Here's my final result:
var list = from o in _entities.orderT.Include("personT")
.Where(p => p.personT.person_id == person_id &&
p.personT.created >= fromTime &&
p.personT.created <= toTime).ToList()
group o by new { o.name, o.personT.created.Year, o.personT.created.Month, o.personT.created.Day } into g
orderby g.Key.name
select new { g.Key, count = g.Sum(x => x.price) };
This results in a much simpler select:
SELECT
1 AS [C1],
[Extent1].[order_id] AS [order_id],
[Extent1].[name] AS [name],
[Extent1].[created] AS [created],
[Extent1].[price] AS [price],
[Extent4].[person_id] AS [person_id],
[Extent4].[first_name] AS [first_name],
[Extent4].[last_name] AS [last_name],
[Extent4].[created] AS [created1]
FROM [dbo].[orderT] AS [Extent1]
LEFT OUTER JOIN [dbo].[personT] AS [Extent2] ON [Extent1].[person_id] = [Extent2].[person_id]
INNER JOIN [dbo].[personT] AS [Extent3] ON [Extent1].[person_id] = [Extent3].[person_id]
LEFT OUTER JOIN [dbo].[personT] AS [Extent4] ON [Extent1].[person_id] = [Extent4].[person_id]
WHERE ([Extent1].[person_id] = #p__linq__1) AND ([Extent2].[created] >= #p__linq__2) AND ([Extent3].[created] <= #p__linq__3)
Additionally, with the example data provided, SQL Profiler only notices a 3 ms increase in duration of the SQL call.
Personally, I think that anyone that whines about not liking the output SQL of an ORM layer should go back to using Stored Procedures and Datasets. They simply aren't ready to evolve yet, and need to spend a few more years in the proverbial oven. :)
Interesting discussion. I have used 2 ORM models so far (NHibernate and LINQ-to-Entities). In my experience, there is always a line where you have to give up on ORM to generated SQL and resort back to stored procedures or views to achieve best scalable queries. Having said that, I personally think that LINQ works better on more normalized databases and all the nested queries/joins are not a major issue. There are some cases where, in order to increase performance or scalability, you have to use DB server features (indexed views for example on SQL 2008 SE works only with query hints) and you simply cannot use an ORM (except iBatis?).
Granted that you won't get the best performance or scalability by using these nested joins/queries generated by linq but please don't forget the advantages and development benefits given by LINQ (or NHibernate) in any project. Surely there must be some merit to it.
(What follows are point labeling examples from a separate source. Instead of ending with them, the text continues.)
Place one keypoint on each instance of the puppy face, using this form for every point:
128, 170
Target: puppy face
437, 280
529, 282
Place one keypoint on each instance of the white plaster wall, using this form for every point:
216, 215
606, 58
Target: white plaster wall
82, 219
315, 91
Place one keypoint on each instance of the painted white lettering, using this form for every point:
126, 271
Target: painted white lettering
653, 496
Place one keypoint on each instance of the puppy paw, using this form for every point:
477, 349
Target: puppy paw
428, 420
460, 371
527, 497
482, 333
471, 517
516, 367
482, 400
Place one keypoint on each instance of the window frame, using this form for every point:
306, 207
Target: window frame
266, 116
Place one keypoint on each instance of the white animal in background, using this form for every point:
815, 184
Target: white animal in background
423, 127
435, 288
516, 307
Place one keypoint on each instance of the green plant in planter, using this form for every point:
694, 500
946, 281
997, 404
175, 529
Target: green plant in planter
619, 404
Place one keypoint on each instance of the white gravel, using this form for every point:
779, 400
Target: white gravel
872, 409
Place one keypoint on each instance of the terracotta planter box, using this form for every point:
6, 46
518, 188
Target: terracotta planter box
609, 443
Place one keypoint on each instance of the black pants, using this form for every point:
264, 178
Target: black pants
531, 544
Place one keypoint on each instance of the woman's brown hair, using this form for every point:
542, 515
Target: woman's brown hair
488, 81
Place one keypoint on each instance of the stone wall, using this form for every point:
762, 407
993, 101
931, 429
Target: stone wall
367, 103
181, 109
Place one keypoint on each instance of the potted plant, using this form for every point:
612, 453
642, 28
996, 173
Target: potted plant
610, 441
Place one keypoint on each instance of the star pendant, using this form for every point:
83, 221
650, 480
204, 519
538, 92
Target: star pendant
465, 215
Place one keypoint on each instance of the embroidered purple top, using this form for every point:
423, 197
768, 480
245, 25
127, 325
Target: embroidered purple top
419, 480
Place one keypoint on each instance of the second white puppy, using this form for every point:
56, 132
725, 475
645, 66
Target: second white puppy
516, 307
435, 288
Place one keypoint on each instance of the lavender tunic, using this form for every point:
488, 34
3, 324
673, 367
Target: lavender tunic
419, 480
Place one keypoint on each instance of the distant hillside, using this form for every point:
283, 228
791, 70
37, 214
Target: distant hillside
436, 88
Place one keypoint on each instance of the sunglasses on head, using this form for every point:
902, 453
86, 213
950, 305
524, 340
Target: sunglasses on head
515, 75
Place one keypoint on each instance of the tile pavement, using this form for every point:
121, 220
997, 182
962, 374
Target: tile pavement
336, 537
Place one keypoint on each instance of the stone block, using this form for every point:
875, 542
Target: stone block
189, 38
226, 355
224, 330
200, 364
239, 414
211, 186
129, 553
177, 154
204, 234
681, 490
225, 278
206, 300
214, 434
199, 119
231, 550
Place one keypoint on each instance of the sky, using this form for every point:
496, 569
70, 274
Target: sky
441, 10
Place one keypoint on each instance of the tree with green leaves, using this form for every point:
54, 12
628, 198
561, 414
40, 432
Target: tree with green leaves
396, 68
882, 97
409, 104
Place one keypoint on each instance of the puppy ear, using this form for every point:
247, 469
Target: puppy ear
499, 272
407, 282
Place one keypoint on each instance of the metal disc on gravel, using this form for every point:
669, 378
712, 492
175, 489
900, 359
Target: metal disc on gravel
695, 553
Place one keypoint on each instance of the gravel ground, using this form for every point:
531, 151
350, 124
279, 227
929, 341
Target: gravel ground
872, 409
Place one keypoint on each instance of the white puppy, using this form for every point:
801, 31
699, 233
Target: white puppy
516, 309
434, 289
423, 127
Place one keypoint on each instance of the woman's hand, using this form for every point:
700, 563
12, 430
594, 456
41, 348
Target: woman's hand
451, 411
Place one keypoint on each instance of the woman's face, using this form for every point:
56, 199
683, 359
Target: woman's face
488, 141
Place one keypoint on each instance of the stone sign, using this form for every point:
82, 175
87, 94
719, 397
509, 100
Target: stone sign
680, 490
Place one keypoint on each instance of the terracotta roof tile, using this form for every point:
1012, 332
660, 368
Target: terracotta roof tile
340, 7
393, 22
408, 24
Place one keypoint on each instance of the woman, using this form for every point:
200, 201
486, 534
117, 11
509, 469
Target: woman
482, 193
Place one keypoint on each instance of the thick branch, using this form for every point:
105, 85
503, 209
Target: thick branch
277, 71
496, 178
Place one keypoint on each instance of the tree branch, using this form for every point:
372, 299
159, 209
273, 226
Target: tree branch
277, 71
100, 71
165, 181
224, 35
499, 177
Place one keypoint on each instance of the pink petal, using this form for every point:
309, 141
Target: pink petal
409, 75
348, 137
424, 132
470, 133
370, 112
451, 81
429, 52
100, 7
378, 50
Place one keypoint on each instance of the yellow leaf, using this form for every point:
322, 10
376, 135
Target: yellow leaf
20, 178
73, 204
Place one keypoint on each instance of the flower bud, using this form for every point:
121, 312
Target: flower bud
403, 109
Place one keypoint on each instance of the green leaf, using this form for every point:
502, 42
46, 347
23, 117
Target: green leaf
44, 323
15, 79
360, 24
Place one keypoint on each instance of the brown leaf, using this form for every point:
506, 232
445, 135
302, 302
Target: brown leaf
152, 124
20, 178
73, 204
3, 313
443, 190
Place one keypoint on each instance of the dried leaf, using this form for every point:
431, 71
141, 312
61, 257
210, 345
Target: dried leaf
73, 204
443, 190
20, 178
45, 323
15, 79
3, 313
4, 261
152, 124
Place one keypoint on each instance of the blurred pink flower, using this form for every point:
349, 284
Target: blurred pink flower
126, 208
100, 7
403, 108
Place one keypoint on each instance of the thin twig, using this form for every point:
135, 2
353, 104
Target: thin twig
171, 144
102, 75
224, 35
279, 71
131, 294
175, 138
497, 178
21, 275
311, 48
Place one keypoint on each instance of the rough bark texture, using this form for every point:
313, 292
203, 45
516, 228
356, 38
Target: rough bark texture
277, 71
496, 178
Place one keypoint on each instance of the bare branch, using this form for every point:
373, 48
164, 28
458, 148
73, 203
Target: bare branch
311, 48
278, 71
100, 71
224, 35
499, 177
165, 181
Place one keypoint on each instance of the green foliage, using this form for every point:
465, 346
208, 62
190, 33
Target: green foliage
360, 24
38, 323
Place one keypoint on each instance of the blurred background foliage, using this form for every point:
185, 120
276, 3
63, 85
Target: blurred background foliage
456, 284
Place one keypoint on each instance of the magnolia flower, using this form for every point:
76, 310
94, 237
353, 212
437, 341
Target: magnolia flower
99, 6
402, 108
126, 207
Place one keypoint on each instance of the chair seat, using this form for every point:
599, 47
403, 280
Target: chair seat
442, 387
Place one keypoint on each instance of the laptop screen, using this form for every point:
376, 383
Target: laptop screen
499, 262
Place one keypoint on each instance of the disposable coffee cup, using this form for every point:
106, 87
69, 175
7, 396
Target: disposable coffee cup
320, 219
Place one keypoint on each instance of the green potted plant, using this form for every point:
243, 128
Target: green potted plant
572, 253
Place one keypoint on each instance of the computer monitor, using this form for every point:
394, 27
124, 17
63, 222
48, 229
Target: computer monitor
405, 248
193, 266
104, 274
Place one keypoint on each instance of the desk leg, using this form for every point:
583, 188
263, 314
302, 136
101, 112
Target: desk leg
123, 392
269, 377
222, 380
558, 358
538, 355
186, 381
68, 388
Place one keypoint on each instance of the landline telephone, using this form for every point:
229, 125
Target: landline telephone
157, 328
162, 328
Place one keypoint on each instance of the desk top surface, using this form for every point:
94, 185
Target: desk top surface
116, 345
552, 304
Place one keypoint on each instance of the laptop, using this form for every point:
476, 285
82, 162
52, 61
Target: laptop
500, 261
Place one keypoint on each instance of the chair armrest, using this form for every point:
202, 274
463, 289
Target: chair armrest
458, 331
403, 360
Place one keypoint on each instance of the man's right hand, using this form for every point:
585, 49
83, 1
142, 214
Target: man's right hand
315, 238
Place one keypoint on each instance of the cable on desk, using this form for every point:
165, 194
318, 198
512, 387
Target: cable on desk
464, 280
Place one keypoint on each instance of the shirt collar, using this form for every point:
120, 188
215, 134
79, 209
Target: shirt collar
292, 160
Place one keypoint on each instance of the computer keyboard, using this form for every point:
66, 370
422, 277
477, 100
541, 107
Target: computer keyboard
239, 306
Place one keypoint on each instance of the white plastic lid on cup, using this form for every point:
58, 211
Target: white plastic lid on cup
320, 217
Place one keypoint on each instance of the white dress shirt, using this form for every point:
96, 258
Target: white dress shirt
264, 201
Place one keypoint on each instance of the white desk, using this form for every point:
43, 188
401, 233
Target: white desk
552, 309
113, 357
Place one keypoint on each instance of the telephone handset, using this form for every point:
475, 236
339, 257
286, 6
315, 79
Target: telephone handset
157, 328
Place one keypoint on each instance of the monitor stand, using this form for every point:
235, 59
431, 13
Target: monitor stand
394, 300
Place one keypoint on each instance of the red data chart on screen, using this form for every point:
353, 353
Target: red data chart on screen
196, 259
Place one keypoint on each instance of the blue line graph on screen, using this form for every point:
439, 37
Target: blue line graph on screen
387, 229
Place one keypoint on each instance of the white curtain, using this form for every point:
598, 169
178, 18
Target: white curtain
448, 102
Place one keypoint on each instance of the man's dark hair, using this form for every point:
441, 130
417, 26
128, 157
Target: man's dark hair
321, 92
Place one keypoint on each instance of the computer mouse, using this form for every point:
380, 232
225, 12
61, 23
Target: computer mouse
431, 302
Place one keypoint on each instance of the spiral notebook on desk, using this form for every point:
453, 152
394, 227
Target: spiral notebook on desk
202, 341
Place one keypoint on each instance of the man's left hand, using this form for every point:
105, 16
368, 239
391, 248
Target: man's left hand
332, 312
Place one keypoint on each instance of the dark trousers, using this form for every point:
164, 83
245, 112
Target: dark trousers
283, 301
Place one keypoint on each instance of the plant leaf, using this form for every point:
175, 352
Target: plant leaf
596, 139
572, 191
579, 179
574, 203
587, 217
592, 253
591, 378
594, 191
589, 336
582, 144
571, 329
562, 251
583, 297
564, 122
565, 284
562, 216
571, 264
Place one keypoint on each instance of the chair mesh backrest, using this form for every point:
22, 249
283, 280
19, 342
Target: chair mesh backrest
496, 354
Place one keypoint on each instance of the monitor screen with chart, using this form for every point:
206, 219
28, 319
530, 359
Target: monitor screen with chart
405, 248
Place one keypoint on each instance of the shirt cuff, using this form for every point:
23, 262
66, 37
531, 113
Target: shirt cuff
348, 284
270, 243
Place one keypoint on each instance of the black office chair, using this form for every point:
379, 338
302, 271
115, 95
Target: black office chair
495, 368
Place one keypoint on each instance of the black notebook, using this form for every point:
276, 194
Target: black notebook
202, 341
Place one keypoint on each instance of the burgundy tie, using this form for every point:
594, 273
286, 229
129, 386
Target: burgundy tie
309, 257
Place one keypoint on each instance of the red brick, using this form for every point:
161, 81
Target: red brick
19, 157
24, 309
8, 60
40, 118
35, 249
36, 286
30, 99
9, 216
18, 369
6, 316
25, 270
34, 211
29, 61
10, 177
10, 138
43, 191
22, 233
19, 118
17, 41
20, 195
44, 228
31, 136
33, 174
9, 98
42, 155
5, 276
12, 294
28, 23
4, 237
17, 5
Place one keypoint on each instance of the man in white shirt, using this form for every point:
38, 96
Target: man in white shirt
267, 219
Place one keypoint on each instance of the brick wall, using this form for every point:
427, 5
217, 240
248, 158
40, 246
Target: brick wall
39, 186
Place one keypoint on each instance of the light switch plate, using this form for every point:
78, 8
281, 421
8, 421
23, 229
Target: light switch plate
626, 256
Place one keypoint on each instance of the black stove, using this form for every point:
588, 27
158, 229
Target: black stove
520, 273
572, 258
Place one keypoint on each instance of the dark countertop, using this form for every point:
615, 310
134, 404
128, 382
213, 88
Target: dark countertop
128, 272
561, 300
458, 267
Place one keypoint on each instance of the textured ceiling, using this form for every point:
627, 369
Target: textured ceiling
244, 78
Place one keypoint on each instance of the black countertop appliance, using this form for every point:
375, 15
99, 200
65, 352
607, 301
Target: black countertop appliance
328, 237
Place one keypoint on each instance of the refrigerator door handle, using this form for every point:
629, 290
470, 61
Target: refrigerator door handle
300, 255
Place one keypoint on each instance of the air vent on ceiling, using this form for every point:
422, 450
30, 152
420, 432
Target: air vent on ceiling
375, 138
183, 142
Finally, although I risk comparing apple and oranges but isn't think more like asking: Do you want rapid website development (asp.net webforms, swing) or more control on your HTML (asp.net mvc, RoR)? pick the thing that best suits your requirements.
My 2 cents!
The SQL that linq generates is very efficient. It may look bulky but it takes into account relations on tables and constraints etc. In my opinion you should just blindly use the linq commands and not worry about scale. There are benefits of the large queries as its automatically generated. It avoids any slip ups in relational constraints and adds its own wrappers for faults/exceptions.
If however you want to write the SQL's yourself and still want to work behind the confines of an ORM, then try iBatishttp://ibatis.apache.org/ You have to write the SQL's and joins yourself, so it gives you complete control over the backend model.
Personally, just use SQLMetal and linq. Dont worry about performance and scale, unless you need to.